Thursday, March 16, 2006

There are no differences



With Pat Robertson calling Islam 'satanic' and Falwell making sure that all the world knows he thinks Jews are going to hell, you might be forgiven for thinking that the various monotheistic religions are at each others' throats.

However, you'd be wrong.

The simple fact is that fundamentalists all over the world, whatever the flavor of their creed, essentially believe the same things.
  • They believe that their beliefs should be the guiding ideology of the state; this is one of the many areas where Al Qaeda and the RNC wholeheartedly agree.
  • They oppose, at a very basic level, any societal effort to place men and women on the same footing or to give women autonomy of choice on any level; in Iran, this involves, as just one example, a mandatory chador to remove visible femininity from the public space, in America, it finds expression in laws that mandate forced pregnancy.
  • They abhor attempts by the non-fundamentalist majorities in their respective societies to establish secular norms via the legislative process; in New York City, for example, the Hassidim are in an uproar over an attempt by the City to ban a practice known as metzitzah b'peh, which involves a mohel orally sucking the blood resulting from ritual infant circumcision from the cut penis. Aesthetics aside, this practice also spreads herpes and has killed several children; but the fundamentalist community wants it maintained regardless. In short, ritual trumps health, just as the bible trumps evolution to others.
  • All of them believe themselves to be under attack by modernity; and since all of them cherish founding myths involving persecution, this carefully nurtured siege mentality serves above all to create internal cohesion and discipline, giving the various fundamentalisms greater influence in their societies than they might otherwise have.
  • All of them hate homosexuals, period.
  • Interestingly, all of them are working together at some level. In America, there was, for a long time, a deep divide between Evangelicals and Catholics; today, the former go to the mat to elevate the latter to an unprecedented majority on the Supreme Court. In New York City, the only neighborhoods to go solidly for Bush (a Methodist) were the Hassidic areas, voting as usual in a block. It's only a matter of time before this ecumenical harmony in the service of the reactionary party also includes fundamentalist Muslims. [Update: for example, the Bush junta recently worked with Iran and Sudan, among others, to stop the accreditation of a gay rights organization at the United Nations. There is a community of interest of fundamentalists, as this demonstrates.]
In short, I'd posit that the real front lines are not between islam and Christianity, or even between Islam and Judaism; they run, rather, between the secular modernist majority - which, in America, includes everyone who thinks evolution is sound science and who embraces the empiricist-rationalist explanatory model, in short, 85% of the populace - and the forces of obscurantism and regression, clinging to their past and their scripture at the same time as they're hyper-empowered by the technology created by modernity.

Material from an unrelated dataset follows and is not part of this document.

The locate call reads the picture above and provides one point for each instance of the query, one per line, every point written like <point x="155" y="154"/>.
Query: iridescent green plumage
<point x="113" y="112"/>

It has been argued, rightly in my view, that the Muslim world needs a Reformation and an Enlightenment of its own. That said, the same is needed in Crown Heights and Nea Shearim (fundamentalist Hassidic neighborhoods in Brooklyn and Jerusalem respectively) and certainly in South Dakota, Kansas and Mississippi.

There is, and in my opinion should be, a place for religion in modernity. It is not that described in The Nation thus: "Casual observers of cable television news programming might be forgiven for assuming that Christianity is a religion characterized by a toxic combination of ignorant belligerence and whiny self-pity." It is also not the place desired by the various fundamentalists, as the touchstone of the state.

The fight to keep religion in its proper place is the real battle. I suspect that even Pat Robertson understands this.